Opiant Pharmaceuticals Inc., which makes Narcan and licenses it to Adapt Pharma, surged as much as 56 percent after Trump invited an Adapt executive to join him on stage and discuss the charitable program.
Trump has vowed since his 2016 campaign to curb drug abuse, which caused more than 64,000 overdose deaths last year, according to the Centers for Disease Control. The president has attached the effort to his call for a wall along the southern U.S. border, saying it would cut the illegal flow of drugs and people who sell them.
"Eventually the Democrats will agree with us" to build the wall and "to keep the damn drugs out," Trump said.
The president's plan calls for the Justice Department to seek the death penalty against drug traffickers "where appropriate under current law." The president argues that drug dealers are responsible for more fatalities than murderers sentenced to death.
Potentially unconstitutional
Critics have warned that the president's effort might be ruled unconstitutional by the Supreme Court, which in 2008 limited the death penalty to crimes that result in a victim's death or crimes against the state, like treason, espionage or terrorism. Death penalty cases also cost the government substantially more to prosecute.

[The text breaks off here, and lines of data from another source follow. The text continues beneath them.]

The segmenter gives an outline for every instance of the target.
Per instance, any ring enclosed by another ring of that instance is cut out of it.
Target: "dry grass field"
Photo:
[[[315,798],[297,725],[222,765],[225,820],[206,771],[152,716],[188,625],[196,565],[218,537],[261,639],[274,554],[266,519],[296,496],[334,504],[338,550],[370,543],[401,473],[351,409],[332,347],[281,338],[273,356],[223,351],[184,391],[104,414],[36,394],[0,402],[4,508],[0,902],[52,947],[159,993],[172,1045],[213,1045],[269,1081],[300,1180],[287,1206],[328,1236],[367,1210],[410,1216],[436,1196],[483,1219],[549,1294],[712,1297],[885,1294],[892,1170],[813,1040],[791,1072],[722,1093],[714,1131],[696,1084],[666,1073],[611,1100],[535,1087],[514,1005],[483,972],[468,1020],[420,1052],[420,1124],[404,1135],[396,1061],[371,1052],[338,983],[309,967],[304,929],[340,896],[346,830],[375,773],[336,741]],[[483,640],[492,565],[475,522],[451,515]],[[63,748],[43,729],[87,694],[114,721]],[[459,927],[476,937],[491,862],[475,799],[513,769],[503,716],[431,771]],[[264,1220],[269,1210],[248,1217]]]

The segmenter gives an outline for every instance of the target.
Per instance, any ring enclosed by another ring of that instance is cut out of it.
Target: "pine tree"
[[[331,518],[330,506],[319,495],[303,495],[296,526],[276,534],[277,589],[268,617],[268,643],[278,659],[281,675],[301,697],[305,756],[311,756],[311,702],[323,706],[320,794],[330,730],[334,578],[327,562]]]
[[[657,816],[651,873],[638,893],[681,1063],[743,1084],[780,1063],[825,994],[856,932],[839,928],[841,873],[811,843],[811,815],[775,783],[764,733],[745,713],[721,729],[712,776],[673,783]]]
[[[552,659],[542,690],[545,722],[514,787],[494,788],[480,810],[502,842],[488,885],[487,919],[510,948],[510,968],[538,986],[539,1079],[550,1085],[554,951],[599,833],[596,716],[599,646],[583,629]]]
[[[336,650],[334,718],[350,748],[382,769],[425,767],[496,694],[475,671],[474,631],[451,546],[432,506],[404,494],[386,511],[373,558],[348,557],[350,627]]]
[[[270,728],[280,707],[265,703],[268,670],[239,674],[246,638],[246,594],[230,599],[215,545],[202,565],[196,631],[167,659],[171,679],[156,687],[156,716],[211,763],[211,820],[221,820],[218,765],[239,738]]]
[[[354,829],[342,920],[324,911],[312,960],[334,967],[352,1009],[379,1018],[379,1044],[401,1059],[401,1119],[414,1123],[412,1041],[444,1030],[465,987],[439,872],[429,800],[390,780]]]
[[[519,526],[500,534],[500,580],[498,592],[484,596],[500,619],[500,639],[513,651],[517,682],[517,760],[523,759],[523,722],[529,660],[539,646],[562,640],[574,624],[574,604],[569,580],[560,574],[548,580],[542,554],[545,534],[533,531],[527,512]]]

"The draconian law enforcement provisions included in this proposal are unconstitutional and absurd," Jesselyn McCurdy, the deputy director of the American Civil Liberties Union Washington legislative office, said in a statement.
Separately, the president called on Congress to pass laws lowering the drug-possession threshold to trigger mandatory minimum sentences. Trump, who last year declared the opioid crisis a national health emergency, said he would start a public awareness campaign to reduce Americans' dependence on the drugs. But he has stopped short of declaring a national state of emergency as suggested by the presidential commission he empaneled to study the issue.
Trump was quoted last year by the Washington Post as having called New Hampshire "a drug-infested den" in a call soon after his inauguration with Mexican President Enrique Pena Nieto.
The president also said the Justice Department is "looking very seriously at bringing major litigation" against some drug companies that produce opioids. He said he wants to address the problem of over-prescribing and boost research of non-addictive painkillers. The administration also plans on "spending a lot of money on great commercials" that show the ill effects of drug addiction.
"The best way to beat the drug crisis is to keep people from getting hooked in the first place," Trump said.
Trump was joined on the trip by embattled Attorney General Jeff Sessions, whom the president has repeatedly and publicly criticized for having recused himself from Special Counsel Robert Mueller's investigation into Russia's meddling in the 2016 election. Sessions has been subject to rumors that he could be among the next top-level administration officials to lose their jobs after the departure last week of Secretary of State Rex Tillerson.